Qualsiasi donna dovrà sempre dimostrare di non essere una puttana.

Come afferma Helen, la nostra Zorra Suprema: «Non mi è mai importato ciò che pensavano gli uomini, ero abituata sin da piccola ad ascoltare come parlavano delle donne. Sapevo che mi avrebbero trattato come una puttana qualsiasi cosa avessi fatto, perciò per lo meno ne avrei goduto.»

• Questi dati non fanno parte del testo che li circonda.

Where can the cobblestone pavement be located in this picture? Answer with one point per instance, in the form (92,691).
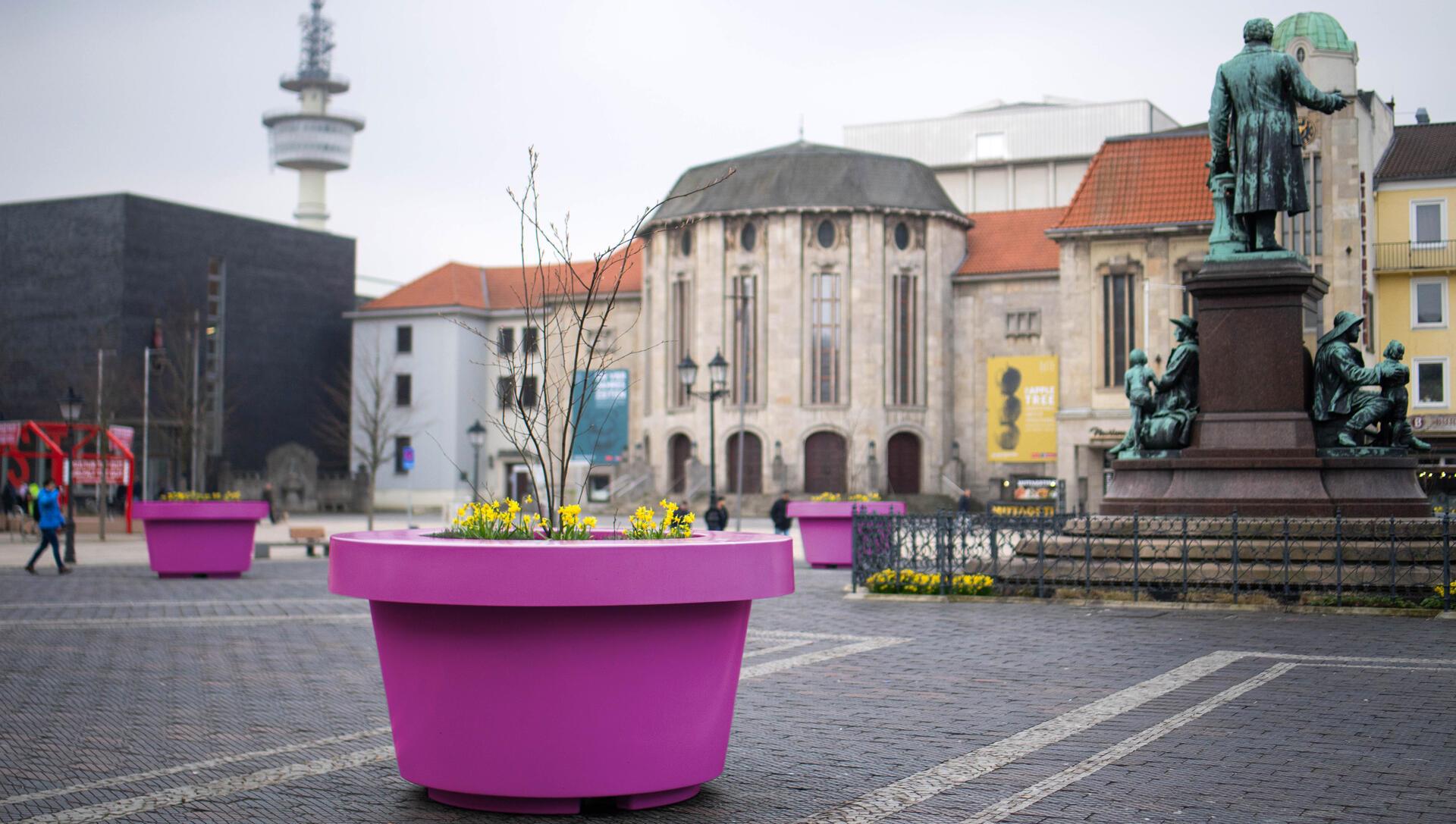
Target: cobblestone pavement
(259,699)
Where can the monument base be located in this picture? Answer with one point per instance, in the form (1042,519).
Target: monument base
(1254,446)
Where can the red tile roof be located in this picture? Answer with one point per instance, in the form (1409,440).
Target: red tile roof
(1145,181)
(504,287)
(1011,242)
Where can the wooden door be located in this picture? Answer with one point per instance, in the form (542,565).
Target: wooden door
(905,463)
(826,465)
(752,463)
(679,449)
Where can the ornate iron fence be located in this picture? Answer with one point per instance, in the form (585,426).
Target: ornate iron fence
(1392,562)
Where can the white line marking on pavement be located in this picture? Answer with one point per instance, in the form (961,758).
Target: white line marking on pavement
(210,789)
(213,603)
(1041,789)
(204,765)
(172,621)
(927,784)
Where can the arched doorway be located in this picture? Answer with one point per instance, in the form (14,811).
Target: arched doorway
(905,463)
(752,463)
(824,463)
(679,450)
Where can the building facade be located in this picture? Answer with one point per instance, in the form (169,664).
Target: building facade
(1416,265)
(823,277)
(1011,156)
(258,303)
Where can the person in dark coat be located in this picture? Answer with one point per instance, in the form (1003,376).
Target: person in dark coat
(780,514)
(717,515)
(49,506)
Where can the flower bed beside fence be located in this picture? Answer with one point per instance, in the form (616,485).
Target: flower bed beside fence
(1389,562)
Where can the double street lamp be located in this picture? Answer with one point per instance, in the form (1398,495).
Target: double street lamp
(476,434)
(717,387)
(71,412)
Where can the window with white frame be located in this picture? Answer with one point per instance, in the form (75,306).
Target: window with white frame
(1429,305)
(1429,221)
(1432,378)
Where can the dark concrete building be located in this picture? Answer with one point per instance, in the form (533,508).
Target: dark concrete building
(261,305)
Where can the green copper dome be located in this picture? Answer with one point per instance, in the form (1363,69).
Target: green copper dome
(1323,31)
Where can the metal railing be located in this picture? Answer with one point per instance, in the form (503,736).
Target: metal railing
(1382,562)
(1440,255)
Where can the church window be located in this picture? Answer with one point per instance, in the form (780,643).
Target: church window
(748,237)
(824,338)
(902,237)
(906,340)
(746,340)
(680,337)
(1119,325)
(826,233)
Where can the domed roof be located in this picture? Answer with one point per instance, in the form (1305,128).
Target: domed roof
(1323,31)
(808,177)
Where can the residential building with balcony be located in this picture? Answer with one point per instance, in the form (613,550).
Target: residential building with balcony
(1416,265)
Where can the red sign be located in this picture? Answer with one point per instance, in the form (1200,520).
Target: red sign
(88,471)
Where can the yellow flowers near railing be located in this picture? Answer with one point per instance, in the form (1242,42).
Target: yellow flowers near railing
(200,497)
(858,497)
(644,523)
(912,583)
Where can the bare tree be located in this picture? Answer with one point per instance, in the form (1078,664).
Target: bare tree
(364,417)
(570,306)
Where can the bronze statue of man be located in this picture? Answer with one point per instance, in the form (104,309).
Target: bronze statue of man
(1254,99)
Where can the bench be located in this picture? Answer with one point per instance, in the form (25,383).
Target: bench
(297,536)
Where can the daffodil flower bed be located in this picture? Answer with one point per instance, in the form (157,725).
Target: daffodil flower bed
(498,520)
(858,497)
(196,497)
(912,583)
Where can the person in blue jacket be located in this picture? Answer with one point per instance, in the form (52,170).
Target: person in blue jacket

Puttana e sposa sono le due condizioni socioeconomiche riservate alle donne nell'ordine eteropatriarcale. La terza posizione esistenziale è quella della suora, come segnala Gail Petherson, unica tipologia di donna che non può né deve offrire servizi sessuali agli uomini anche se «lavora gratis per un'istituzione maschile come la chiesa».

«Le spose e le puttane sono i prototipi, uno legittimo e l'altro illegittimo, della comune condizione femminile» rileva Gail. Lo stigma è il meccanismo di controllo e confinamento grazie al quale viene perpetuata l'illegittimità della puttana.

Rispetto all'immoralità, nessuna meglio di Vero può disarmare questo attacco: «Nella struttura sociale che oggi denominiamo democratica, non c'è modo di determinare cosa puoi o non puoi fare con il tuo corpo, vista l'influenza del prisma morale dettato dalla religione.»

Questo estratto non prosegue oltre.